Brazil placed near the bottom of a 54-country ranking of English proficiency this week. But with floods of tourists expected to attend the 2014 World Cup and 2016 Olympics, more people are signing up for English classes.
Melanie Stetson Freeman/The Christian Science Monitor
Rio de Janeiro
Each day a group of seven comes to this small classroom in downtown Rio de Janeiro on lunch break. The energetic young teacher, Natália Correa, runs a drill of simple English sentences by snapping her fingers and clapping her hands to keep up a fast call-and-response beat.
“Ask me how much the pants are!” she demands.
“How much the pants are?” many of the students respond enthusiastically, if not correctly, forgetting to invert the question.
Their little cluster of learning includes a lawyer, real estate agent, IT specialist, and civil servants. And it would be nothing extraordinary, except that this kind of gathering was hard to find just a few years back.
Rated at the bottom of a new list released this week on English proficiency in a 54-country survey, Brazil is now rushing to play catch-up on the linguistic front after decades of low priorities placed on English – and Spanish – learning.
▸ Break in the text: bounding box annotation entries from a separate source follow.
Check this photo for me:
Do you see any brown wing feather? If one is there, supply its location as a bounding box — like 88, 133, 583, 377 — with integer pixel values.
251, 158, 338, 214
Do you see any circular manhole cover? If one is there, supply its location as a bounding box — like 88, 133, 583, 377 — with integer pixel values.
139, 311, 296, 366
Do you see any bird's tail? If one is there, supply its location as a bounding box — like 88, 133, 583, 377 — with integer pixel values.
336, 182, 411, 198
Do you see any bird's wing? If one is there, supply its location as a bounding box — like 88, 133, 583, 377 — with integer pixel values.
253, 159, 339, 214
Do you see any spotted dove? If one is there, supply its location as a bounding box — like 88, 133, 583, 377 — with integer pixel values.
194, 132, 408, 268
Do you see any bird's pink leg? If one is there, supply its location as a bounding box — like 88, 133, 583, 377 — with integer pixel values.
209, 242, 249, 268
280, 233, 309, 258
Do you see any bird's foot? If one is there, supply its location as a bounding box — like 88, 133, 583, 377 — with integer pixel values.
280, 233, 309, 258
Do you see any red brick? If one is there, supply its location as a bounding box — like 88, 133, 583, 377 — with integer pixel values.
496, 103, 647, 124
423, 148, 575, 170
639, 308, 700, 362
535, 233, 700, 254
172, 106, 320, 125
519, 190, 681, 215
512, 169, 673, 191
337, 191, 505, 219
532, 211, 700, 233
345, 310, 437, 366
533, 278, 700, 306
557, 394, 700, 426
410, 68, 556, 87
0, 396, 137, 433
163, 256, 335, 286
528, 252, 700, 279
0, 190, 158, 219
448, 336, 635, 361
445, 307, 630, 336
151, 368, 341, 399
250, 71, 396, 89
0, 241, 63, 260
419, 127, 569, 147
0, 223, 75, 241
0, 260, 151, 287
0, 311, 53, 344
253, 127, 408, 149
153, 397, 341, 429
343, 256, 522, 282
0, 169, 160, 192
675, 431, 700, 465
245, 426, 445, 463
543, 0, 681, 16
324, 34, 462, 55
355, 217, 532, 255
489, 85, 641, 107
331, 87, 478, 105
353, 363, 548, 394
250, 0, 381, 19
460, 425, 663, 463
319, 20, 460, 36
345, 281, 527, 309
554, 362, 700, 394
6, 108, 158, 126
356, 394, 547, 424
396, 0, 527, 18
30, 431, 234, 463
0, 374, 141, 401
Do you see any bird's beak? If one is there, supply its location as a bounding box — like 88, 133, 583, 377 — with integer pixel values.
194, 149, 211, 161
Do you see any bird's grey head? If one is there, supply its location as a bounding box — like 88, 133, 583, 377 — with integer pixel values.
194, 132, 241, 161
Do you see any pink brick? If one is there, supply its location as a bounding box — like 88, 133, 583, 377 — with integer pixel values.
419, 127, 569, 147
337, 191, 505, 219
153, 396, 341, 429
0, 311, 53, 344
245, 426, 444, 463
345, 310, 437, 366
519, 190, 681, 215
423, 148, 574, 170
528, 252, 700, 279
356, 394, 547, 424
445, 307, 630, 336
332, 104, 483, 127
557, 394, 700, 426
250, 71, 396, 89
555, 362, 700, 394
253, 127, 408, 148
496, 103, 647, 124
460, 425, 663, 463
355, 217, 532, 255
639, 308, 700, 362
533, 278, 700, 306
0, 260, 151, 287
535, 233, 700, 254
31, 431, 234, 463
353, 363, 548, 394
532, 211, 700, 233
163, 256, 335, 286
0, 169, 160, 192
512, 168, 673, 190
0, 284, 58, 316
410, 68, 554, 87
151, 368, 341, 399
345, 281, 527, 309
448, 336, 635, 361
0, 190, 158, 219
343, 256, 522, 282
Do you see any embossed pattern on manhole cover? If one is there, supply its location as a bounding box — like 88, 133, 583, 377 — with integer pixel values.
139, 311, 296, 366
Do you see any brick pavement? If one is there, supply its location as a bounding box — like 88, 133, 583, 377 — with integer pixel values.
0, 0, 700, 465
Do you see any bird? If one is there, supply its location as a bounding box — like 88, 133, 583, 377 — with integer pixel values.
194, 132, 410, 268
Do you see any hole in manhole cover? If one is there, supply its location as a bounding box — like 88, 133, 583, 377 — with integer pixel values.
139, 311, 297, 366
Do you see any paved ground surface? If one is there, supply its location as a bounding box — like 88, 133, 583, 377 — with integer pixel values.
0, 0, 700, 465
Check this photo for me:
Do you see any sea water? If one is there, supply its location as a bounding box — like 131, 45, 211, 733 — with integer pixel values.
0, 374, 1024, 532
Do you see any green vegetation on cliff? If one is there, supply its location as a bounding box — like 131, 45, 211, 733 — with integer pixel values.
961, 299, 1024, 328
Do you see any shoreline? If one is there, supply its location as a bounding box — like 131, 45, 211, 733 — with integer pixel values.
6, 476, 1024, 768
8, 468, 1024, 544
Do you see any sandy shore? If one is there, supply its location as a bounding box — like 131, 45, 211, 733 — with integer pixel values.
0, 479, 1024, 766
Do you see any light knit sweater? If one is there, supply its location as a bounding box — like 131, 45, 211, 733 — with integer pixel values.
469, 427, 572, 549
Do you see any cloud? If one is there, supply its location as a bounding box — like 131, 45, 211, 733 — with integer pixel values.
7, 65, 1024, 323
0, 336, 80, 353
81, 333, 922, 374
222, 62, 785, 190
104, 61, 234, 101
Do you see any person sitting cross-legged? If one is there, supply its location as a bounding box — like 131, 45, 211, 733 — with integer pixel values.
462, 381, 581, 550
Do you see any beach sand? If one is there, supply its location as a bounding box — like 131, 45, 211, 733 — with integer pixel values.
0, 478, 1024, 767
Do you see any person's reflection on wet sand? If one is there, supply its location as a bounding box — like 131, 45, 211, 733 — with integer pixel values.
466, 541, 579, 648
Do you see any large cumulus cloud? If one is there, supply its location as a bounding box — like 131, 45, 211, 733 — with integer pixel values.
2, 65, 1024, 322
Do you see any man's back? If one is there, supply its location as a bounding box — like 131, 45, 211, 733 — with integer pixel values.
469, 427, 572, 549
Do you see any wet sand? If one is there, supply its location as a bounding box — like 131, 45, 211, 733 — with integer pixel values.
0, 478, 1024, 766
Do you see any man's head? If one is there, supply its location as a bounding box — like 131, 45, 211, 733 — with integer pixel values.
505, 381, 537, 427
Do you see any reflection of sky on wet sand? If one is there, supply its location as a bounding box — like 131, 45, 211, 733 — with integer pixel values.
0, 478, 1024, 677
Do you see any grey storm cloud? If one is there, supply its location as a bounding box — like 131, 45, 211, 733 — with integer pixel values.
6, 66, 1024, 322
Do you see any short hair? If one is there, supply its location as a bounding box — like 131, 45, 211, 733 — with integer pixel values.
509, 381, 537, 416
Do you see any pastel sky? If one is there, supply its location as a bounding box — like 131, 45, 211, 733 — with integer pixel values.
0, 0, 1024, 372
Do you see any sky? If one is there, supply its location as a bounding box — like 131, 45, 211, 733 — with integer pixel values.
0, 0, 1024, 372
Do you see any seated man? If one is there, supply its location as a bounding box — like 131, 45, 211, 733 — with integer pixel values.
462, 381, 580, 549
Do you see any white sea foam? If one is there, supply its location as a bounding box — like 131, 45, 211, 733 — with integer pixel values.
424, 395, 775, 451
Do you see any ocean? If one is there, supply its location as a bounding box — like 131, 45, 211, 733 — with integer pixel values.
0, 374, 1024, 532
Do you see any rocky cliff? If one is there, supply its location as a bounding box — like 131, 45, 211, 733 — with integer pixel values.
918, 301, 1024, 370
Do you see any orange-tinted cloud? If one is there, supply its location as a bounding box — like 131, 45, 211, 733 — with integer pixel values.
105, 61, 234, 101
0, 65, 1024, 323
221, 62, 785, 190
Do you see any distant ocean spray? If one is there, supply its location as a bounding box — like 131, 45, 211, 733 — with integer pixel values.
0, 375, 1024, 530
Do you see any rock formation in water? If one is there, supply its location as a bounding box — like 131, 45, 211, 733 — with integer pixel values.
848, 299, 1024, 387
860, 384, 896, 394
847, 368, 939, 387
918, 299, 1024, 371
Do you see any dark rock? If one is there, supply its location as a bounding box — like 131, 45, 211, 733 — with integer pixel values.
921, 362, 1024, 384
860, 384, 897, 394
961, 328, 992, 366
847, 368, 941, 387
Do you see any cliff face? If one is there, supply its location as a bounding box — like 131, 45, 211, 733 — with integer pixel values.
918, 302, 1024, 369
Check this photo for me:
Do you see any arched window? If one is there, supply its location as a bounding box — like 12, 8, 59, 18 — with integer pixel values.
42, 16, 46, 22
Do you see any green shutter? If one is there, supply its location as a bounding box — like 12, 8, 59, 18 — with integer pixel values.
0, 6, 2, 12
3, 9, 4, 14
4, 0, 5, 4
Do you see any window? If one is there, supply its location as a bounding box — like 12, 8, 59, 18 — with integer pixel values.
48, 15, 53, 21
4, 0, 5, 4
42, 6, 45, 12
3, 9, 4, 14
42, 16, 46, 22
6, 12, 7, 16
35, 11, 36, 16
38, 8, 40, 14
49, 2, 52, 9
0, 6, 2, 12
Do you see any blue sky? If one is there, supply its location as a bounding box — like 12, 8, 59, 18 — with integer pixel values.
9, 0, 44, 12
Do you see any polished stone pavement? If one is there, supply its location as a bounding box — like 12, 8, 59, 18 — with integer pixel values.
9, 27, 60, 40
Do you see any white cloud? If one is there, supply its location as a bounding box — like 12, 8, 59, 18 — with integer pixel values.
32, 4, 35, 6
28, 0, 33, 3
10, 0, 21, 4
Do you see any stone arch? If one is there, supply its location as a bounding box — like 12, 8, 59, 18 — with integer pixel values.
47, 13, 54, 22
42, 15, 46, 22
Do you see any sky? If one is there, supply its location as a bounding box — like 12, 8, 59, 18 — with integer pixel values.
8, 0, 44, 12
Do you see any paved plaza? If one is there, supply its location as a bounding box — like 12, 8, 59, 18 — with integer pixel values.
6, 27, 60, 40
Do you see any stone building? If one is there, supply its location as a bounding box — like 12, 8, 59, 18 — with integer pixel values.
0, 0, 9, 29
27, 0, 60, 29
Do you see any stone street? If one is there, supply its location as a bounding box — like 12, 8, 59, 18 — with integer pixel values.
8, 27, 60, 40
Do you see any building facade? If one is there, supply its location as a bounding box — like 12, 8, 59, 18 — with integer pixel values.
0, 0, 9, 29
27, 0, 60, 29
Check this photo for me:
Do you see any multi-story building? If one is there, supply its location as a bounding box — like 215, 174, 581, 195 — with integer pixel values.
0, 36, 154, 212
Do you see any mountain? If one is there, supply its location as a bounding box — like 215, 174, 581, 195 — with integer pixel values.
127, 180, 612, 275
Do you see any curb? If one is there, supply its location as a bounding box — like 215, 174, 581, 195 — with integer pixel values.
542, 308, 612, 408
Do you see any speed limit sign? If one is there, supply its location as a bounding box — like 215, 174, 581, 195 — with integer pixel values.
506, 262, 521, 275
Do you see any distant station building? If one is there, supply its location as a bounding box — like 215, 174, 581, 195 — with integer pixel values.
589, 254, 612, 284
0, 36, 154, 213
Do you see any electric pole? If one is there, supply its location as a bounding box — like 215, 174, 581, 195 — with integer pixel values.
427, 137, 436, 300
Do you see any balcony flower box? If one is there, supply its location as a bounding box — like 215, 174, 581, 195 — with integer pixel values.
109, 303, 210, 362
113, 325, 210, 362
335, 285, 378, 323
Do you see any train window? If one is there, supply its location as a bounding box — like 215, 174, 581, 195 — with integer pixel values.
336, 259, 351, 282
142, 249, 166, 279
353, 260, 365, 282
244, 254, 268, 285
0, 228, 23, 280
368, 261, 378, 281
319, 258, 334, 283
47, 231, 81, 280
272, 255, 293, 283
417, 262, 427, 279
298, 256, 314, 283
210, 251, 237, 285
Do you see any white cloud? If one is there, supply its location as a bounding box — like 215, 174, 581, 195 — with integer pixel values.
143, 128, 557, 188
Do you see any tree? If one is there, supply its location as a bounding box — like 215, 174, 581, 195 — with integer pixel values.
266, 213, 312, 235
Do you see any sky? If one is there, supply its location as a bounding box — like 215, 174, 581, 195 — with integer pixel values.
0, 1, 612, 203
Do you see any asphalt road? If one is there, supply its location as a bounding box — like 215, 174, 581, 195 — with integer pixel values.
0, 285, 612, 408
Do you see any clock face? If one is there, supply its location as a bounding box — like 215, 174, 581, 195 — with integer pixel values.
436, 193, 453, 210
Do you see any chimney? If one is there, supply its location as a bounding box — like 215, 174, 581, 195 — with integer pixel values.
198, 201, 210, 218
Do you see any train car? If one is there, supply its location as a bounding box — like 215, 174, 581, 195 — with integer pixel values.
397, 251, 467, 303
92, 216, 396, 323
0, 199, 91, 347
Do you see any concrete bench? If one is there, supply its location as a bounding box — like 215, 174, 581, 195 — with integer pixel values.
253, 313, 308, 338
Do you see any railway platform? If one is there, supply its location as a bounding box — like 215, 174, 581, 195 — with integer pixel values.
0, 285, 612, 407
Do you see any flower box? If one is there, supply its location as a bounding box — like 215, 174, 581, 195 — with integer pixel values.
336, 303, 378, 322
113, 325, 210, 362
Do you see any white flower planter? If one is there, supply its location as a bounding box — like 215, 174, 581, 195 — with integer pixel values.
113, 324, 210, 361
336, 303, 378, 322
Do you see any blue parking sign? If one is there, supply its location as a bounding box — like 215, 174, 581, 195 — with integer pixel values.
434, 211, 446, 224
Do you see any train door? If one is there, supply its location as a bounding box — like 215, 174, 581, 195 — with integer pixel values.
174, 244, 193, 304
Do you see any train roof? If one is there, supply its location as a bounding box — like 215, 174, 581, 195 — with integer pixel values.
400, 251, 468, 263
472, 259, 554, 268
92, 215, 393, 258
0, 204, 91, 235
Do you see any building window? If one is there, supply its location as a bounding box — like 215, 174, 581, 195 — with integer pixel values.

With its vast size, the language barrier placed between the Portuguese-speaking nation and the rest of Spanish Latin America, and two decades of military rule that ended in the 1980s, Brazil was for a long time very inward-looking, closing its door to outsiders.
But experts say that’s changing – albeit slowly – as the world eyes Brazil's booming energy sector, its public works projects, and its plans to host the World Cup in 2014 and the Summer Olympics in 2016. And with a rising middle class, millions of Brazilians are today beginning to treat English classes not as a privilege for the rich but as a commodity, not unlike a gym membership.